For the Children’s Sake presents a picture of a Charlotte Mason-inspired education that sounds like many Christian schools.
Charlotte Mason gives us a plan that is beautifully balanced. The children are given tasks, so that they learn basic skills. Their minds are nourished. They are put in touch with the whole of reality. They have structure and yet they are given time, half the day, for freedom. This was up to the age of 13 years [ in the Charlotte Mason style school] without homework. They can develop their own affinities. They can be, imagine, play, ponder, create, read. They can move, be noisy, quiet, social or alone…This growing time produces integrated people who understand their own limitations, desires, interests, gifts, and tendencies. One person will end up in the garage tinkering with an old motor; another will be playing with toddlers; another will draw pictures and tell stories while yet another thinks of ways to earn money. Children are respected and accepted as valid persons, but they are not left on the island of their own limited resources. Through careful choice they are nourished with the best we human beings have to offer. Mind is introduced to mind. Child to nature and activities. Pray that our children may be so educated in a total life that they are enabled to have clear, realistic, and true thinking and action, based on thought and principle.
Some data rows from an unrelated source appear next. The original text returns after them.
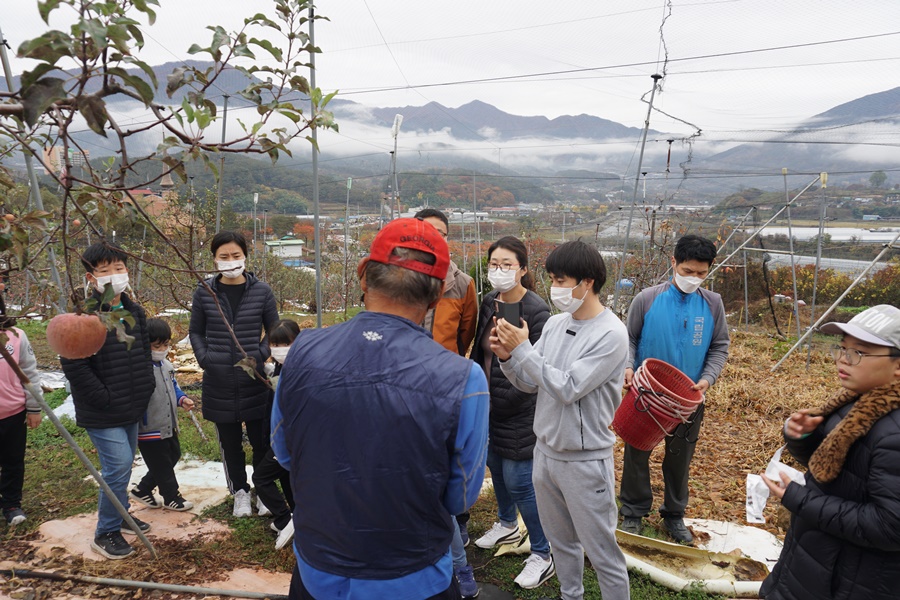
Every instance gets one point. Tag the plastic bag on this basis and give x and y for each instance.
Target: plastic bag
(758, 491)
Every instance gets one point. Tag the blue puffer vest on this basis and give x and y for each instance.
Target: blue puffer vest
(371, 410)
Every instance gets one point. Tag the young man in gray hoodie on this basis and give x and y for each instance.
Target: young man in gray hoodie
(577, 369)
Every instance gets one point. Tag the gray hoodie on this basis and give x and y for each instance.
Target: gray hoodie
(577, 369)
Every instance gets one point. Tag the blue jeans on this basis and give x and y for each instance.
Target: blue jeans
(514, 489)
(115, 448)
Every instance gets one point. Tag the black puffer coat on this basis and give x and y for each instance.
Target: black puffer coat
(512, 411)
(113, 387)
(229, 394)
(844, 538)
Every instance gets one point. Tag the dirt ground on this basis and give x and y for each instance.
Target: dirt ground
(741, 431)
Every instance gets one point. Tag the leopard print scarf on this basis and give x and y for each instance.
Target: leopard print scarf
(828, 459)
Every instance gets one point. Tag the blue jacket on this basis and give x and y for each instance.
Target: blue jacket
(688, 331)
(369, 418)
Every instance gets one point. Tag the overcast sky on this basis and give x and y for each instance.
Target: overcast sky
(575, 56)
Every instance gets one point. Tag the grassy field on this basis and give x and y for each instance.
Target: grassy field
(743, 418)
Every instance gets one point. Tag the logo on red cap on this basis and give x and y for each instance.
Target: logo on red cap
(414, 234)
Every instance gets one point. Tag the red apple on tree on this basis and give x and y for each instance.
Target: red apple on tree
(75, 336)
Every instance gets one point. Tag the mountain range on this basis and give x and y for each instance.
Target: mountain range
(854, 138)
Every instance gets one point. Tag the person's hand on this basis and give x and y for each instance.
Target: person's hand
(629, 377)
(496, 347)
(510, 335)
(800, 423)
(777, 489)
(701, 386)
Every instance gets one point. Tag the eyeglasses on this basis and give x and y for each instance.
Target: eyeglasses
(854, 357)
(503, 268)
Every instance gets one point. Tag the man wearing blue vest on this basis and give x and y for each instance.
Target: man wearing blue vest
(384, 433)
(684, 325)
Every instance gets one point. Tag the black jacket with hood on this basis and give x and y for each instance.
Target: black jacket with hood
(112, 388)
(512, 411)
(230, 395)
(844, 538)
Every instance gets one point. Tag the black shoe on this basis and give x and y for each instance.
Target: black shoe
(632, 525)
(112, 545)
(14, 516)
(178, 503)
(145, 498)
(126, 528)
(678, 530)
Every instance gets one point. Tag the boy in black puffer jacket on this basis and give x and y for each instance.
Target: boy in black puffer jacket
(111, 391)
(844, 538)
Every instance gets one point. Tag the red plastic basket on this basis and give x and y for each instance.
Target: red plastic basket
(638, 421)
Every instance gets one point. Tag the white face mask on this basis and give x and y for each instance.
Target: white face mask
(503, 282)
(231, 269)
(563, 299)
(279, 353)
(688, 285)
(119, 282)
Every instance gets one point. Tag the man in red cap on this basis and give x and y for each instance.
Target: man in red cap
(384, 433)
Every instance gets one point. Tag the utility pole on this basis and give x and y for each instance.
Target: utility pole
(315, 146)
(346, 251)
(395, 130)
(221, 169)
(36, 200)
(656, 77)
(255, 202)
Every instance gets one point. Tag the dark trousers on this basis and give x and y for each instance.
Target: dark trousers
(298, 592)
(265, 476)
(12, 460)
(635, 494)
(160, 456)
(231, 438)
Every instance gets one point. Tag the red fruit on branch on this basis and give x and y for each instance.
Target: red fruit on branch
(75, 336)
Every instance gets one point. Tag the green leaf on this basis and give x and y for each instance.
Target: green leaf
(37, 98)
(123, 337)
(243, 50)
(48, 48)
(107, 295)
(261, 19)
(143, 67)
(29, 77)
(175, 80)
(141, 5)
(136, 83)
(95, 29)
(45, 8)
(137, 34)
(188, 109)
(267, 45)
(93, 109)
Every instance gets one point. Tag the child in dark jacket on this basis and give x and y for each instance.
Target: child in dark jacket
(158, 431)
(844, 538)
(111, 391)
(17, 407)
(279, 503)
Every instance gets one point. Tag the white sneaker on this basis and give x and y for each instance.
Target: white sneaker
(285, 535)
(242, 507)
(536, 571)
(498, 534)
(261, 509)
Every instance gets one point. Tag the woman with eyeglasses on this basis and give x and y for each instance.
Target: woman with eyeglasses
(512, 438)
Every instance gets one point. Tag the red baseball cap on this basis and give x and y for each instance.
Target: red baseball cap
(415, 234)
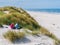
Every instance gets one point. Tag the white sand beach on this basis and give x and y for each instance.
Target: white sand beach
(49, 21)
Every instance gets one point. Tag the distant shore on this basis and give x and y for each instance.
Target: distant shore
(50, 21)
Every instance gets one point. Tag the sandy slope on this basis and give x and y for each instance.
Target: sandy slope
(28, 40)
(49, 21)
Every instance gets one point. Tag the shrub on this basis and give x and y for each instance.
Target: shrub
(13, 35)
(35, 32)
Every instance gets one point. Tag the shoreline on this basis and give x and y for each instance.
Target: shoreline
(48, 21)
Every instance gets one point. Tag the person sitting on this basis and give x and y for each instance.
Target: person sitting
(17, 26)
(12, 26)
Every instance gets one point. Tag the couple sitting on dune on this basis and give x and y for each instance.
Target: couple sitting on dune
(16, 26)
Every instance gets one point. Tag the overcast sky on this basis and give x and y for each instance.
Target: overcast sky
(31, 3)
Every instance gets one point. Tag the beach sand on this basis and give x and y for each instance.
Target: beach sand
(49, 21)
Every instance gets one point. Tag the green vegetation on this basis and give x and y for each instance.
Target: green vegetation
(18, 15)
(13, 35)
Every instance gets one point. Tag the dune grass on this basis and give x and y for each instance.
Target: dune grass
(13, 35)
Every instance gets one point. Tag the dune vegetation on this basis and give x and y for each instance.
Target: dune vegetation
(18, 15)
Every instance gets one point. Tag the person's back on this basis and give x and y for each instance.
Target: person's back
(16, 26)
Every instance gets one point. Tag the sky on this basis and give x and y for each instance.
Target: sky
(33, 4)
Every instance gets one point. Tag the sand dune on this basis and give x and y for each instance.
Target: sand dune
(48, 20)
Really, the whole book is full of quotable passages to inspire your favorite teacher:
We don’t have to chart exactly what a child has ‘learned’ from any of these sources to make it worthwhile using them. This is a different way of thinking about learning. Our job is to give the best nourishment regularly. The child takes what is appropriate to him at the time. A good example is when we enjoy a book together as a family. The nine-year-old enjoys hearing J.R.R. Tolkien’s The Lord of the Rings. He extracts nourishment for mind and spirit. The fourteen-year-old also is fed, but extracts something different. The parents enjoy it in yet another way. There is no ‘right’ way to react, no list of items one has to remember. Living life isn’t like that. We are individuals, and we leave it that way.
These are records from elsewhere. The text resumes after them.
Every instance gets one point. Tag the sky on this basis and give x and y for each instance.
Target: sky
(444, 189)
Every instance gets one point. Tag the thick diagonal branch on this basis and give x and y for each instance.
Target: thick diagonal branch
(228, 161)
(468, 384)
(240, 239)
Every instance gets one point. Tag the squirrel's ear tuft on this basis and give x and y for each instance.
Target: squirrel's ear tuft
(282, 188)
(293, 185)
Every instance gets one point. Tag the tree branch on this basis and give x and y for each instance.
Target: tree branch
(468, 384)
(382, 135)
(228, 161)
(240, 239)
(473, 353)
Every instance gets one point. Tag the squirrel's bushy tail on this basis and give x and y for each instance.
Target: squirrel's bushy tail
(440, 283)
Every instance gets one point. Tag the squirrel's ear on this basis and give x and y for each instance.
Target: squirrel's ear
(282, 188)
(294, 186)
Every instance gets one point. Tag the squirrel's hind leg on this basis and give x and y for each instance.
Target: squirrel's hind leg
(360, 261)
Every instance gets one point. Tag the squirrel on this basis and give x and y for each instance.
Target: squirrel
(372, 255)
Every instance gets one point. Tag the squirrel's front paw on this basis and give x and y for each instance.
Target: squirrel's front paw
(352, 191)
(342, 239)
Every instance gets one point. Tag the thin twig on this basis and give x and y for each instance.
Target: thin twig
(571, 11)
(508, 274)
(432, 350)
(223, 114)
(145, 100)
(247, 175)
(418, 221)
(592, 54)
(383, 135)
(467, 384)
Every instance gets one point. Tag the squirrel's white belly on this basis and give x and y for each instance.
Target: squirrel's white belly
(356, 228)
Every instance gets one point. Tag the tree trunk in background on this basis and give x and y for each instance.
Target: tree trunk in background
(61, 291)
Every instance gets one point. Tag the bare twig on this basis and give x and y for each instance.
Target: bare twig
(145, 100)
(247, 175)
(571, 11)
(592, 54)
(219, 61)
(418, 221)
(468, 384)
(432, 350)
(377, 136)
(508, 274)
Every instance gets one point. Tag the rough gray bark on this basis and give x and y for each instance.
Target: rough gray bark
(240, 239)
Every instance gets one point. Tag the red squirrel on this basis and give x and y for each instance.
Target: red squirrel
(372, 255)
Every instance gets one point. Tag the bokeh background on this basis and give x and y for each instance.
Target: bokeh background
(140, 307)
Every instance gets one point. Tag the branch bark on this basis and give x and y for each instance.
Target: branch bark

Children should have relationships with earth and water, should run and leap, ride and swim, should establish the relation of maker to material in as many kinds as may be; should have dear and intimate relations with persons, through present intercourse, through tale or poem, picture or statue; through flint arrow-head or modern motor-car: beast and bird, herb and tree, they must have familiar acquaintance with. Other peoples and their languages must not be strange to them. Above all they should find that most intimate and highest of all Relationships – the fulfillment of their being [their relationship with God].
This is not a bewildering program, because, in all these and more directions, children have affinities; and a human being does not fill his place in the universe without putting out tendrils of attachment in the directions proper to him. We must get rid of the notion that to learn the ‘three R’s’ or the Latin grammar well, a child should learn these and nothing else. It is true for children as for ourselves that, the wider the range of interests, the more intelligent is the apprehension of each.
The strength of this book is in encouraging teachers to treat their students as people who have their own worthy minds and interests and abilities and to remember to give them some freedom, while putting the best of the best material in front of them.